Mike’s head leaned to the left and right as he thought about it, his mouth mumbling some names here and there, his fingers held up one by one. “A lot, correct?” I offered. He gently nodded his head.
“In your box, Mike, is the gift of love. God made you special, not by making you blind, but by giving you that big beautiful heart, and because of that He made you soooooooo lovable… do you know how blessed you are to have so many people around you who love you so much?”
Mike thought long and deep. "Why did God choose me?" I placed my hand over his head and rubbed his soft hair.
"Because He knows you're stronger and braver than anyone else."
Later that evening, I sent him home. Before getting out of the car, he hugged me as usual.

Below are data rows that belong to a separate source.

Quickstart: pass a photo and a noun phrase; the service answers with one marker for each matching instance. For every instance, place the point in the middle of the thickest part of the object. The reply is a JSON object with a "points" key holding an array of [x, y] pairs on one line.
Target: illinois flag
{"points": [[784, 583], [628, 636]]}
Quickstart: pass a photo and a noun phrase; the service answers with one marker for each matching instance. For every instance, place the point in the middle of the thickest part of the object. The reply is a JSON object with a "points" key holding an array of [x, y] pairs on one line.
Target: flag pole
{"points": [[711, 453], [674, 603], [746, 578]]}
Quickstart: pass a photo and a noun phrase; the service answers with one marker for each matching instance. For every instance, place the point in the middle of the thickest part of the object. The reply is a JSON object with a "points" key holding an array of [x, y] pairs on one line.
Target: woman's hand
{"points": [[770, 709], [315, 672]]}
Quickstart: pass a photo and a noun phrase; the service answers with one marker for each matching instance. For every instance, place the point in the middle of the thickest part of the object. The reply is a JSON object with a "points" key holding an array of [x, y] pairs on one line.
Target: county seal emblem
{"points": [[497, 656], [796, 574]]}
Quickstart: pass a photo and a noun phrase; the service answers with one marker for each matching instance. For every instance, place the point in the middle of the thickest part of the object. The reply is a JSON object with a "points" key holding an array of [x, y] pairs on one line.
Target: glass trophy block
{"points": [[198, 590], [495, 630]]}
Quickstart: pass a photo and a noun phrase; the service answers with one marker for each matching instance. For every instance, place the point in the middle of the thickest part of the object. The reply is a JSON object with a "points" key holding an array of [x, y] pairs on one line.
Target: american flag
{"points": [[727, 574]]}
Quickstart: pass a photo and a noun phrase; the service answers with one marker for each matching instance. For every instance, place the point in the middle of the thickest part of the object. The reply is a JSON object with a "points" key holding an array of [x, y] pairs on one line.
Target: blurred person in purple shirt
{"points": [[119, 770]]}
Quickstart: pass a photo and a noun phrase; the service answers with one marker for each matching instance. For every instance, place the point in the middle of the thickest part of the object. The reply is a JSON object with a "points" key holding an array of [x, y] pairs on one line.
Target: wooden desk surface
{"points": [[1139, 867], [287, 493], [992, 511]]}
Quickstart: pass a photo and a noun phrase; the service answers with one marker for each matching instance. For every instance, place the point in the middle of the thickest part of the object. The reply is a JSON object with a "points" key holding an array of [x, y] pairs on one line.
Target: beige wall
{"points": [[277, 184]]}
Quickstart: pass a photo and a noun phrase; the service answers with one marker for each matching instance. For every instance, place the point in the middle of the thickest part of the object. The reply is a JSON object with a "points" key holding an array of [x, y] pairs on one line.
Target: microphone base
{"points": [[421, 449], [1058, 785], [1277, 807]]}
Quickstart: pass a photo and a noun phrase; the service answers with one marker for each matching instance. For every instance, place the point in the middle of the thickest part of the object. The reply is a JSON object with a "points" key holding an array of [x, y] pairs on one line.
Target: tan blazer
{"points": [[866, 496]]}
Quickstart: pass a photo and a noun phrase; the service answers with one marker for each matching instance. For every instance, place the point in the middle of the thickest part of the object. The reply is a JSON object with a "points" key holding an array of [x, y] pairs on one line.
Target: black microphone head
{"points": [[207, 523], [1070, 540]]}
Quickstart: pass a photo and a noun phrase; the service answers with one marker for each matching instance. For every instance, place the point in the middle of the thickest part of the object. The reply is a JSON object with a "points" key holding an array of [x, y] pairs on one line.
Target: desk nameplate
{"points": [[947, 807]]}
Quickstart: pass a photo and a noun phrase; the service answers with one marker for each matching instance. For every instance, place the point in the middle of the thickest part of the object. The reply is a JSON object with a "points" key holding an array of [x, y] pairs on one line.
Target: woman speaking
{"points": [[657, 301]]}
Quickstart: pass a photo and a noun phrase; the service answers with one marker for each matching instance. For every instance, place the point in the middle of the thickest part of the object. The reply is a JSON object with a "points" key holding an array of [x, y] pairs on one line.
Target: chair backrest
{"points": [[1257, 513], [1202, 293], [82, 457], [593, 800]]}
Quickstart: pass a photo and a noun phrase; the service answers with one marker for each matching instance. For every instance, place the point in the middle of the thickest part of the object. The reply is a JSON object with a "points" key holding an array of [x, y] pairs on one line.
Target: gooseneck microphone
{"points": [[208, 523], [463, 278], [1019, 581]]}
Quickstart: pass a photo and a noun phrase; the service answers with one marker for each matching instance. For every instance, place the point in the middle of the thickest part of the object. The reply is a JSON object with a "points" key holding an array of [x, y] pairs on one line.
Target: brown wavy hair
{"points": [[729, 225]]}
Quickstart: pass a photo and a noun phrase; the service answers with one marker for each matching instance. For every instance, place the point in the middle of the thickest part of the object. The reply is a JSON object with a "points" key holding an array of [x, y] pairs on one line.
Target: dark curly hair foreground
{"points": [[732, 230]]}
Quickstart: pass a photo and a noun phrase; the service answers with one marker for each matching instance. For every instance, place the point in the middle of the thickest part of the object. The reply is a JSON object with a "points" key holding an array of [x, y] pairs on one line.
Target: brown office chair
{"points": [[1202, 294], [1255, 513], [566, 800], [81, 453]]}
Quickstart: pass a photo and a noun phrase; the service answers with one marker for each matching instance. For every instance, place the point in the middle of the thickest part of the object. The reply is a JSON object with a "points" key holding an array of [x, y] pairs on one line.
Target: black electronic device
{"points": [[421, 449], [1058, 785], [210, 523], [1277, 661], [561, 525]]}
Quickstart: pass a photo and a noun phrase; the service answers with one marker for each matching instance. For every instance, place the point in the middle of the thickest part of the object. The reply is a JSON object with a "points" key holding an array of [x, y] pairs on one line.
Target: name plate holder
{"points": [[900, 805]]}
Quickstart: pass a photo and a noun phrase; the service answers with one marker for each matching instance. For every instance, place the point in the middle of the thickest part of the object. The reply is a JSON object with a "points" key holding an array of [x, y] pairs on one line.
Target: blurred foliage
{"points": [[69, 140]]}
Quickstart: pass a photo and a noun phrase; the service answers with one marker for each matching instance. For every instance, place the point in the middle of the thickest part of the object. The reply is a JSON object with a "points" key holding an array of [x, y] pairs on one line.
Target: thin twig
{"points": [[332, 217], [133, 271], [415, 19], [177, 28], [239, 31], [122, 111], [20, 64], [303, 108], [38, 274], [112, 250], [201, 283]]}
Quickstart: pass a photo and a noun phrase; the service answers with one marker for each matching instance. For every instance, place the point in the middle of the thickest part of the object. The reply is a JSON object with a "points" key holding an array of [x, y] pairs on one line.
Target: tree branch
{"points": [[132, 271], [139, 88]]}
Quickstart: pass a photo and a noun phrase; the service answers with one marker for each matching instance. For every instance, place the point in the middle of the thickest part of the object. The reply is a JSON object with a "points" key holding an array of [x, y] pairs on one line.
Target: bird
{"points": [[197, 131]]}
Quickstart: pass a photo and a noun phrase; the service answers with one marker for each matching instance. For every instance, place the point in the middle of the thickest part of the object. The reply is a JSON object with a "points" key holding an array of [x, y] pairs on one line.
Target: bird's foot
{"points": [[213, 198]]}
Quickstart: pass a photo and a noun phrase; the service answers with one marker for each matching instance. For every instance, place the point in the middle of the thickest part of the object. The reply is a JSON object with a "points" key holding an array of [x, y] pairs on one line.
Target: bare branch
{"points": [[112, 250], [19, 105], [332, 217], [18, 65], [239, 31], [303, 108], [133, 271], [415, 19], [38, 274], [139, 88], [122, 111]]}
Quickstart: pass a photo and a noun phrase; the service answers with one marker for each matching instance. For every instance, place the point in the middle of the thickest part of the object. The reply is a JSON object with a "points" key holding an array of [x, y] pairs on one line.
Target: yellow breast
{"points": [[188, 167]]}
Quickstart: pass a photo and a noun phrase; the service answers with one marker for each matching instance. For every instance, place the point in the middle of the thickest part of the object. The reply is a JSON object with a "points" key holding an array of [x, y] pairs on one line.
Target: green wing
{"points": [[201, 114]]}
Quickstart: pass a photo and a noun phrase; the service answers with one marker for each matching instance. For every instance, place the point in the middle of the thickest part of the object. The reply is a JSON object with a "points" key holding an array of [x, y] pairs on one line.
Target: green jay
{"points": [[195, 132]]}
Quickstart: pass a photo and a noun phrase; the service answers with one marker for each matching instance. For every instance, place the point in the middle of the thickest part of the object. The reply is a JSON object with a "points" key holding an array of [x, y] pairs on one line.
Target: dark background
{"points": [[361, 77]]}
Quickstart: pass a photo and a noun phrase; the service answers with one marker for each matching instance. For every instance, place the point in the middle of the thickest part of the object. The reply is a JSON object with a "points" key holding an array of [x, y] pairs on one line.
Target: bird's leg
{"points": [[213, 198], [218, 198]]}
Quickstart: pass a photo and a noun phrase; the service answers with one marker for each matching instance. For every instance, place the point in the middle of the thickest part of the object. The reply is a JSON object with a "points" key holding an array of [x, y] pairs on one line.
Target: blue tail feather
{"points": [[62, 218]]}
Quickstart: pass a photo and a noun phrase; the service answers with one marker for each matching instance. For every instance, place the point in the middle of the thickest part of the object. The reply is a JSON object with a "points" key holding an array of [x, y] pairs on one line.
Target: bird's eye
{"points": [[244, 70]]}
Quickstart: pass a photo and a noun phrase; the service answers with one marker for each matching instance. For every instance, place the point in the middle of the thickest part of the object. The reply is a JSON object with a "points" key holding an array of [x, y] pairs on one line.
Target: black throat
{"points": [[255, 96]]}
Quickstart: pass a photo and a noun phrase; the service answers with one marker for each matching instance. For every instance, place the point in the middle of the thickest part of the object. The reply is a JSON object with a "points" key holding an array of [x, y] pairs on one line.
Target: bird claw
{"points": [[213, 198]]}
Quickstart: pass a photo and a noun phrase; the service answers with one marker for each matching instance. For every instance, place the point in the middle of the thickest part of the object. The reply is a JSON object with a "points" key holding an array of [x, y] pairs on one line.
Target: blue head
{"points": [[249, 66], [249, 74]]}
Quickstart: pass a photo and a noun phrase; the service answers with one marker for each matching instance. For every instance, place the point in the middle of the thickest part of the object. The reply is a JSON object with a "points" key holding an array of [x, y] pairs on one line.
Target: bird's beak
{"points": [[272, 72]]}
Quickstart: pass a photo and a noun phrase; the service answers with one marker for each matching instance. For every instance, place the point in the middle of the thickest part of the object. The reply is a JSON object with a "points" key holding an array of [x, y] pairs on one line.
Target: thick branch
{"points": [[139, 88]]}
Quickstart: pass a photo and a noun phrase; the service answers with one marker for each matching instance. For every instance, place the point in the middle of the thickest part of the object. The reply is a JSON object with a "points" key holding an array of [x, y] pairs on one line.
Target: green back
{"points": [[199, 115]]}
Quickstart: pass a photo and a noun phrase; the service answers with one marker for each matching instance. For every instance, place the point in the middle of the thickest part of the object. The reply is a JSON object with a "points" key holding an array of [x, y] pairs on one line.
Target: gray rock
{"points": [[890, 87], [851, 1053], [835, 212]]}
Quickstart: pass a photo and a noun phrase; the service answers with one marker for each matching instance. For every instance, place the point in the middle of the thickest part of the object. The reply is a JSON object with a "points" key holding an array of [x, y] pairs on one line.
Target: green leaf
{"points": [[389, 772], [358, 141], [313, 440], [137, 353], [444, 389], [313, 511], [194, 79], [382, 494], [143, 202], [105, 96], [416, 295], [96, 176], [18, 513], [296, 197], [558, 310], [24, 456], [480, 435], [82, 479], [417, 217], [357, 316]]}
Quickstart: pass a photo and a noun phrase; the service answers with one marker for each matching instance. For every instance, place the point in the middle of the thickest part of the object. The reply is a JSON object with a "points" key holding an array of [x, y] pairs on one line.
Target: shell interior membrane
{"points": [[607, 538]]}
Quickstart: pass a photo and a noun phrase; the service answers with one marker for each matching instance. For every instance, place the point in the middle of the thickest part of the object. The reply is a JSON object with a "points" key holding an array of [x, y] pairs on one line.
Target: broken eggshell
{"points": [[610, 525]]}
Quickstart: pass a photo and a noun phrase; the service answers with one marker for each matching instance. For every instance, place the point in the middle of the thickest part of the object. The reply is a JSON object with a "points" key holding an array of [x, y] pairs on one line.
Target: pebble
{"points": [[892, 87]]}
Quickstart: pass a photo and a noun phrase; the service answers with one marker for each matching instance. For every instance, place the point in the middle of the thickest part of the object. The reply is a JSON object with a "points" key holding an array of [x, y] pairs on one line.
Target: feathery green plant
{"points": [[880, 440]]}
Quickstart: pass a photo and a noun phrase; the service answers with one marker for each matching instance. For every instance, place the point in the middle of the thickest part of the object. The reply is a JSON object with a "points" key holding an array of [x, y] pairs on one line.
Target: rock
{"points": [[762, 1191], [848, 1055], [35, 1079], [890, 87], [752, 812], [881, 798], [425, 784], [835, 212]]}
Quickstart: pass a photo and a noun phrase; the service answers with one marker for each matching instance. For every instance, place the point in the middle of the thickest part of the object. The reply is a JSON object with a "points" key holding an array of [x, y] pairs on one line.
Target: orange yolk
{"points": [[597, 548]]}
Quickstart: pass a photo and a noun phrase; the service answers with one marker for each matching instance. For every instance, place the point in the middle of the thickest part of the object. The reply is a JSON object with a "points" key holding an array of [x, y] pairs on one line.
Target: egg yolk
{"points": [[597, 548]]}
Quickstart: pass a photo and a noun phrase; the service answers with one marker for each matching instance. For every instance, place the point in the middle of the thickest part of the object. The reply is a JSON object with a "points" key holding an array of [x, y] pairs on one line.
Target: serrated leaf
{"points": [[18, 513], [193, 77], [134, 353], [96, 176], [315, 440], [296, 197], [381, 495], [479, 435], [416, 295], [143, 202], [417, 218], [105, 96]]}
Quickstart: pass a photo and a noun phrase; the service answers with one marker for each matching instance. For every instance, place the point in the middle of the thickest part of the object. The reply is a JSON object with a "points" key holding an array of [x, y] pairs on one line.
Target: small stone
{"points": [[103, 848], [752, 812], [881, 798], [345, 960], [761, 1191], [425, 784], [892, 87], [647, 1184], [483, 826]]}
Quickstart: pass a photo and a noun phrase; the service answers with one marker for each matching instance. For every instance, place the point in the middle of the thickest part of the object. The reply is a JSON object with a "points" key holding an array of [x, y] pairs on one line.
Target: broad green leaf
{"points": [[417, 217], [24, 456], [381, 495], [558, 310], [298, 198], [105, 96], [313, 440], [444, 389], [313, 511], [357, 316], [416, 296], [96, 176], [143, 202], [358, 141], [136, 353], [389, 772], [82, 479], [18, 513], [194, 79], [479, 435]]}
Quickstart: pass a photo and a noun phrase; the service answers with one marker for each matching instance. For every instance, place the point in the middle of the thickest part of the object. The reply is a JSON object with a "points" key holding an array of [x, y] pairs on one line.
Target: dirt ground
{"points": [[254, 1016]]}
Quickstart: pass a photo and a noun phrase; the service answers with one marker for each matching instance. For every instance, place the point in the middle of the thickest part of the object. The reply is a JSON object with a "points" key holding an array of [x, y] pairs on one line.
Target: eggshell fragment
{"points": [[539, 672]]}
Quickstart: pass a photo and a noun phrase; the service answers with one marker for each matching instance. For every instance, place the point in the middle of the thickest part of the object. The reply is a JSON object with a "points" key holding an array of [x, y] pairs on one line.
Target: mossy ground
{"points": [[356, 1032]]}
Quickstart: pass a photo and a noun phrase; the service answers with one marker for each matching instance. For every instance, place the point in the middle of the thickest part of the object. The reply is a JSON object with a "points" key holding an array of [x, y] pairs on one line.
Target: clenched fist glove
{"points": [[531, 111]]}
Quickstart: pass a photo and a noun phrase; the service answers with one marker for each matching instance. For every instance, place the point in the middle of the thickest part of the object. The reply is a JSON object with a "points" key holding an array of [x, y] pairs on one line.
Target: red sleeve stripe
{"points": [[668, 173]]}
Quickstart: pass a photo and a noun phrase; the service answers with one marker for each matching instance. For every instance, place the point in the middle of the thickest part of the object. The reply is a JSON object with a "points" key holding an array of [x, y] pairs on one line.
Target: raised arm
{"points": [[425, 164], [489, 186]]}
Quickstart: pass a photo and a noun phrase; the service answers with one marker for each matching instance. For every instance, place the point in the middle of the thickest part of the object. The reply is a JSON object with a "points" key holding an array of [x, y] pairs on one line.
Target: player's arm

Opening the car door, and slowly lowering his feet to the ground, he turned around and yelled,
“Uncle James, next time please tell me what God put inside your box, okay?”
Before I could even say anything, he slammed the passenger door shut. His walking stick eventually hit the gate, and his mother opened the gate and took him by the hand. While Mike sat at the doorstep, bending down to untie his shoelace, Miriam stole a glance at me, and her lips mouthed the word, thank you.
I reversed the car, sped home, tears all welled up in my eyes.
It’s you, Mike. You’re the gift God placed inside my box.